DataTaster uses its Sample class to load the yml files, filtered through erb methods provided through its Flavors class.
Before doing so, you'll need to specify a client to use to connect to mysql and make queries. Doing so can be done by calling DataTaster.config
, like so:
DataTaster.config(
source_client: Mysql2::Client.new(db_config),
working_client: Mysql2::Client.new(db_config),
)
This method takes several optional arguments for further configuration of data selection. The list of arguments and their defaults can be found at components/data_taster/lib/data_taster.rb
.
When you are ready to populate your database with the selected data, you can pass include_insert: true
to this method call so that it returns INSERT statements. Otherwise, it will only return SELECT queries, useful for testing and debugging purposes.

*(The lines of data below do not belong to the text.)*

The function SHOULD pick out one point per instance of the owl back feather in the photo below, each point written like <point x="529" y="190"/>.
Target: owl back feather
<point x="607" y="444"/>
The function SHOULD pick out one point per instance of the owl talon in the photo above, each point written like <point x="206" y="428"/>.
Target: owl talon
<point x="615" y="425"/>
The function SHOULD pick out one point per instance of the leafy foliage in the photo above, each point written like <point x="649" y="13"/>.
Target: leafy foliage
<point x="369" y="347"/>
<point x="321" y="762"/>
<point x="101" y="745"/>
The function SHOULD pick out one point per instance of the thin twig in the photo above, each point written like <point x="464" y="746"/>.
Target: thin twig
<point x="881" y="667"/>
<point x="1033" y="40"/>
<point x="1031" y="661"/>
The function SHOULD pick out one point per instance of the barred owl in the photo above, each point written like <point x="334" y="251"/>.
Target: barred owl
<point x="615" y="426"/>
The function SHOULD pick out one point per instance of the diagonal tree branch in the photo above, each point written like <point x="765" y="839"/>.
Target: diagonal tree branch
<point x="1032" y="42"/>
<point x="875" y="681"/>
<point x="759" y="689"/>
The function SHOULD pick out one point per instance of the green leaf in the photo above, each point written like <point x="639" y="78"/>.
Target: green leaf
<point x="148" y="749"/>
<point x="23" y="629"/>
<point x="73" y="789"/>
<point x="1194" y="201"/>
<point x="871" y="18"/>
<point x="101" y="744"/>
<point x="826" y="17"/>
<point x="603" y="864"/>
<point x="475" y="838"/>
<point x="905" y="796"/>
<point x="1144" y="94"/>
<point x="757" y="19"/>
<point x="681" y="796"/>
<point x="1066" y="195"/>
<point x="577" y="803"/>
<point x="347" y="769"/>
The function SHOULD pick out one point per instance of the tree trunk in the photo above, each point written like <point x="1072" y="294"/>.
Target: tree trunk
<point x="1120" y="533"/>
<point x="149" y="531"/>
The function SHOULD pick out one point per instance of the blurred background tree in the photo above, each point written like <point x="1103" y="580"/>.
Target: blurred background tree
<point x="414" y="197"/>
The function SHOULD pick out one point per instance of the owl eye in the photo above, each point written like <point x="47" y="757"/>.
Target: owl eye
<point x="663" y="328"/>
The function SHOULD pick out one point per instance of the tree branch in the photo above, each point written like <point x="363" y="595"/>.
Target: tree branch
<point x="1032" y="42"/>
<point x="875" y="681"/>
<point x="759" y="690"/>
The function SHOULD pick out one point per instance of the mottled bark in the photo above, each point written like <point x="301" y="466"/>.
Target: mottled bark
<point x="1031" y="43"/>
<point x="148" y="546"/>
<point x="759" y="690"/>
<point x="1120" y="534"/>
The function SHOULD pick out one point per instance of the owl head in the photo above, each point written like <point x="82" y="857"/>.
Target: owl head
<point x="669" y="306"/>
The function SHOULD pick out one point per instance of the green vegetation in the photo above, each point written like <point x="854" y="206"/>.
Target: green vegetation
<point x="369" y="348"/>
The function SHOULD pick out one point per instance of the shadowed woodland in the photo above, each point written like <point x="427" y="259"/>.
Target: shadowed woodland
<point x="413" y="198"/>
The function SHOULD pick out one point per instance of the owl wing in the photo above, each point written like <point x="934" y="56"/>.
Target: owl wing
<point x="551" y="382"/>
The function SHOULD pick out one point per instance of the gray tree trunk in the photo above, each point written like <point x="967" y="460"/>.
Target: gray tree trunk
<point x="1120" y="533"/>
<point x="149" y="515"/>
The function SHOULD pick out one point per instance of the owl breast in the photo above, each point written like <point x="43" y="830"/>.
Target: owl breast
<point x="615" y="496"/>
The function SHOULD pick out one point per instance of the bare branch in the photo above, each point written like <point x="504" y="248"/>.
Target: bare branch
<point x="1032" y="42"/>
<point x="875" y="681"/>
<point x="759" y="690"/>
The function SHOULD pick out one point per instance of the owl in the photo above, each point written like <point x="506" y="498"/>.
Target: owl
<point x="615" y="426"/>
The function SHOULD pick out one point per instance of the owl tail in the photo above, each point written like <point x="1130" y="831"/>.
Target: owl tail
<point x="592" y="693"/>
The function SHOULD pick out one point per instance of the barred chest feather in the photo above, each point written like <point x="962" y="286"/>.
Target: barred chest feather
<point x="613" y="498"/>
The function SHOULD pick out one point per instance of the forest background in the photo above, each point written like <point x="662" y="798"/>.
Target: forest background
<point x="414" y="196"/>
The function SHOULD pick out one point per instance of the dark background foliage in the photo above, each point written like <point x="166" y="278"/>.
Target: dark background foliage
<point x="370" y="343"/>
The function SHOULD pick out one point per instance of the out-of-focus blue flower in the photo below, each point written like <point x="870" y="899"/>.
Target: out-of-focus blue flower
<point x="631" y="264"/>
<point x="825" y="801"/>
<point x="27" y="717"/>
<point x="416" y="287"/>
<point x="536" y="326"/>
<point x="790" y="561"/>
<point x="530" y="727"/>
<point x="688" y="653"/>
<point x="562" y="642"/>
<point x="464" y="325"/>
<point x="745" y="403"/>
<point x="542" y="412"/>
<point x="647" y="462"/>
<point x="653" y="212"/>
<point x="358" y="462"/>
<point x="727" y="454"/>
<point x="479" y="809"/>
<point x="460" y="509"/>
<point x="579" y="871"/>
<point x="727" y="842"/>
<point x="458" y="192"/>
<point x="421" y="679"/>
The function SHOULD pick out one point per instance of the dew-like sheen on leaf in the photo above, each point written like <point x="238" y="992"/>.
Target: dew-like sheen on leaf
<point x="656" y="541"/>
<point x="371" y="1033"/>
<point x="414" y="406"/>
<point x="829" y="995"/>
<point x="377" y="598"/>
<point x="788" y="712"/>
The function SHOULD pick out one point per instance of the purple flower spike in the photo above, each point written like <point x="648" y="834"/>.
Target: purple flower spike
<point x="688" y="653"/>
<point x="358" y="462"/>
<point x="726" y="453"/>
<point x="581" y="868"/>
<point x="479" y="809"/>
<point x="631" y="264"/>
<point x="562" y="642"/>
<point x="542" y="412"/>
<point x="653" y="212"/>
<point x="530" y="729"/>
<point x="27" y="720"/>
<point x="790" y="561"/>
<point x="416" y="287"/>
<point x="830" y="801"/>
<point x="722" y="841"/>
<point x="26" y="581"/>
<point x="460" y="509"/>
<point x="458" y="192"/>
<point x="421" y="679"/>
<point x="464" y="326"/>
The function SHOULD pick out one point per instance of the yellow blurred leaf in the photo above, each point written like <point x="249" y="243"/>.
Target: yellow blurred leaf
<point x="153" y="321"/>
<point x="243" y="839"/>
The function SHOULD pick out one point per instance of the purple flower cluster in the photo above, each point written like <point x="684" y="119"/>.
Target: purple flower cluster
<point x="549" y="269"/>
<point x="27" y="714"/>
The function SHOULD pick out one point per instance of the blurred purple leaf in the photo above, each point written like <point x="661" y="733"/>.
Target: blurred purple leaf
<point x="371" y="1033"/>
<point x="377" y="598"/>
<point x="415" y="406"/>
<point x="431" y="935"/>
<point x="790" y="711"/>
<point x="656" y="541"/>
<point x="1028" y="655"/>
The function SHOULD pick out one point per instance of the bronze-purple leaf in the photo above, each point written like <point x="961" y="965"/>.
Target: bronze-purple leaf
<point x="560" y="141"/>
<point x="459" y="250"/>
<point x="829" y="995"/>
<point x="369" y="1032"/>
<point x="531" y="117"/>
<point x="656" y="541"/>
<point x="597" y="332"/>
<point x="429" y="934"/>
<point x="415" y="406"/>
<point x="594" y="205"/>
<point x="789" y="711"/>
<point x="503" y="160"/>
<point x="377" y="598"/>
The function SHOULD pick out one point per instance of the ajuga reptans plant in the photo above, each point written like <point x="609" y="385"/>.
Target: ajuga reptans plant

Asking for samples without previously configuring db clients will result in errors. However, once you have done so, sampling is easy:
DataTaster.sample!
This will select data from the source_client and insert it using the working_client.
Deprecating Tables
DataTaster queries directly on the source_client to retrieve the list of tables to work on, which can cause issues when tables are removed -- migrations that have run in one environment may not have yet run in another. In order to maintain smoother transitions, use the deprecated_table
method found in the DataTaster#Flavors file to mark the table as one that should include neither the schema nor the data.